It is not generally known that foreign missions is the cause for Baptists being in higher education. Years ago, several missionaries who had recently become Baptists found themselves in a foreign country without support. It was decided that one would return to this country and seek support. Luther Rice was chosen as the man and he came back to America to go up and down the Atlantic seaboard, challenging the various Baptist churches to support Adoniram Judson and others in Burma. The weight of his message was, “Organizing yourself into association and start colleges to train missionaries.” Much of his preaching was done in South Carolina, and so it is not surprising that the oldest Baptist college in the South is Furman University, and that the oldest association in the South is the Charleston Association.

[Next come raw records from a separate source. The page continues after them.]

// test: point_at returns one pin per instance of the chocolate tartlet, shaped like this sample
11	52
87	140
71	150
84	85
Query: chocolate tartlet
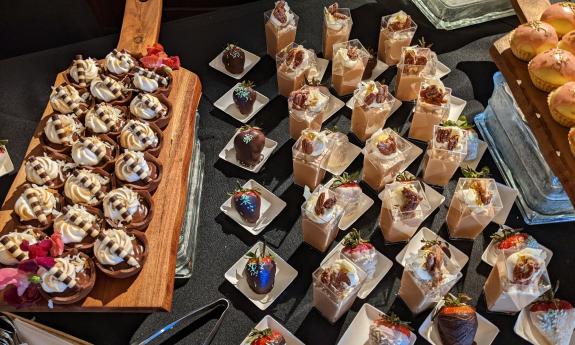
249	143
124	207
151	108
70	280
120	254
138	170
244	97
233	59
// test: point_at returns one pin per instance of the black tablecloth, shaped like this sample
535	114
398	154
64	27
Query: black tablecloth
24	89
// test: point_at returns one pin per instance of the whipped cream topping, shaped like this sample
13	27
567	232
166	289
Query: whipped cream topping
104	118
6	258
69	265
105	255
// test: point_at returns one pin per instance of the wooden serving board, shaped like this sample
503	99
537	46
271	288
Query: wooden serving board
551	137
152	289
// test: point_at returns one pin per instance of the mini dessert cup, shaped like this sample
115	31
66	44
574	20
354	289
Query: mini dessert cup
280	26
134	243
337	24
384	157
372	107
320	218
415	65
475	203
307	108
444	154
404	207
431	109
76	266
294	63
348	65
336	284
396	32
516	281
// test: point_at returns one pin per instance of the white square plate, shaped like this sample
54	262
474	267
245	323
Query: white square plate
358	331
270	322
457	256
229	154
251	61
270	208
486	331
227	105
285	274
383	266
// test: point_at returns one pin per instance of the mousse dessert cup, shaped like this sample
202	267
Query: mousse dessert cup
372	107
445	152
280	26
404	207
475	203
429	274
516	280
335	287
431	109
396	32
416	64
295	64
321	214
384	157
348	65
337	24
307	109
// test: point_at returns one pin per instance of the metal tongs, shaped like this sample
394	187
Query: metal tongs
222	302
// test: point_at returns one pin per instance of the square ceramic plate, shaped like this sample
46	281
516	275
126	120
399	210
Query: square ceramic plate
270	208
486	331
229	154
270	322
358	331
251	61
526	330
285	274
227	105
458	257
383	266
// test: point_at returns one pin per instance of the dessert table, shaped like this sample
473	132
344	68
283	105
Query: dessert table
220	241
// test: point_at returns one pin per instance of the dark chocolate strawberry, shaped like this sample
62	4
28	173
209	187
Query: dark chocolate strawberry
260	271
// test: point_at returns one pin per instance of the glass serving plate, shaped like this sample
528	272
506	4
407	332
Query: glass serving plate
515	151
454	14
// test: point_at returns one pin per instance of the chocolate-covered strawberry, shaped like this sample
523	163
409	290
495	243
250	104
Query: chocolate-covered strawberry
244	97
260	271
233	59
248	203
249	143
456	321
267	336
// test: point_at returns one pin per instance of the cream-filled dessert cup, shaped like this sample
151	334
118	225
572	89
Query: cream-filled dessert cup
337	24
474	205
348	64
429	274
295	64
384	157
396	32
404	207
415	65
516	280
444	154
372	106
320	218
335	287
307	109
280	26
431	109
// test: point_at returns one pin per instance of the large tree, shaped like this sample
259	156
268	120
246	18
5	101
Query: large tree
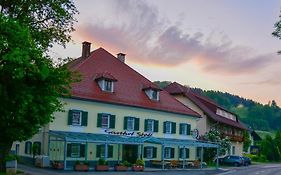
30	83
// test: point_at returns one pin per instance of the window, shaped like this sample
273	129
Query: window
108	86
131	123
184	129
100	151
28	147
184	153
105	120
169	127
75	150
77	118
169	153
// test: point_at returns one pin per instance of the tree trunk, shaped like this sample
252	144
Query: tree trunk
4	152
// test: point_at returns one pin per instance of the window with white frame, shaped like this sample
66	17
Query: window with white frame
150	125
77	118
105	121
75	150
130	123
168	127
149	152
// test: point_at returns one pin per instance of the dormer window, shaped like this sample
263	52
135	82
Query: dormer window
105	81
152	91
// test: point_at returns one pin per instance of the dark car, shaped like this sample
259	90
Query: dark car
232	160
247	161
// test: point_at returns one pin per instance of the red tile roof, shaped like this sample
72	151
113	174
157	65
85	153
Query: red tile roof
128	89
208	106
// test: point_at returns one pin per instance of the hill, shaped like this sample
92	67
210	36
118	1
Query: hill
258	116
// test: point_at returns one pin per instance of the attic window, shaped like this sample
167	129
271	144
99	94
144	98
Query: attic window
153	92
105	81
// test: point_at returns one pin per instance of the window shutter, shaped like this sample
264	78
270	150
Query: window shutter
180	129
82	150
125	122
164	127
112	121
145	152
187	153
145	124
188	129
156	123
68	151
70	114
154	152
110	151
98	150
99	120
84	118
172	152
173	127
137	124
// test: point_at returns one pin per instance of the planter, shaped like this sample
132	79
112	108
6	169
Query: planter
137	168
120	168
58	165
102	168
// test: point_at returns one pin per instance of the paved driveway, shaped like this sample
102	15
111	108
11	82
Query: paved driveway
40	171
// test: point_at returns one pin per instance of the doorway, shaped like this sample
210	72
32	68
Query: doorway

To be sure, other Baptist colleges in the South were started at different times and with different motives, but always there is a similarity. North Greenville was started by a group of men in the North Greenville Association. Perhaps the best known quotation in connection with the founding of North Greenville is that made by Dr. M. L. West on October 14, 1891, at the meeting of the North Greenville Association in Marietta. In thinking of the need for a school, Dr. West said, “We can have a school of high grade equal to any in the country.” The next year North Greenville opened its doors to its first class.
But there are sincere people among us who will admit that all of this may be true, and that there was a time when we needed Baptist colleges, but who wonder if these colleges have not outlived their usefulness. It is not unusual to hear some influential Baptist say that all of our education can now be done in the state schools. Those who work close to Christian schools know that never in the history of our country were they more needed than now. In fact, the very struggle for their survival is proof that they are needed more than ever. If their existence was easy, there would perhaps be less need for them.
What can a Christian college give that cannot be given at a state school? Is not education itself all that we are after? And is there such a thing as education in a secular atmosphere and education in a Christian atmosphere? This is the earnest question in the minds of many Baptists today. To be sure, there is an enormous difference. Every professor teaches in two ways: directly and indirectly. He teaches his subject matter directly, but indirectly he teaches what he is! When a large group of Christian teachers are gathered in one place, and the entire atmosphere in one place, and the entire atmosphere of this place is Christ-honoring, then the indirect teaching is much more effective. This does not mean that he has to preach instead of teaching his subject. It means that he teaches his subject in an atmosphere that is more conducive to learning. Baptists are in higher education because someone needs to send Christians out into society to be a leavening influence, and no institution can bring young people to a Christian maturity quite like a Christian college.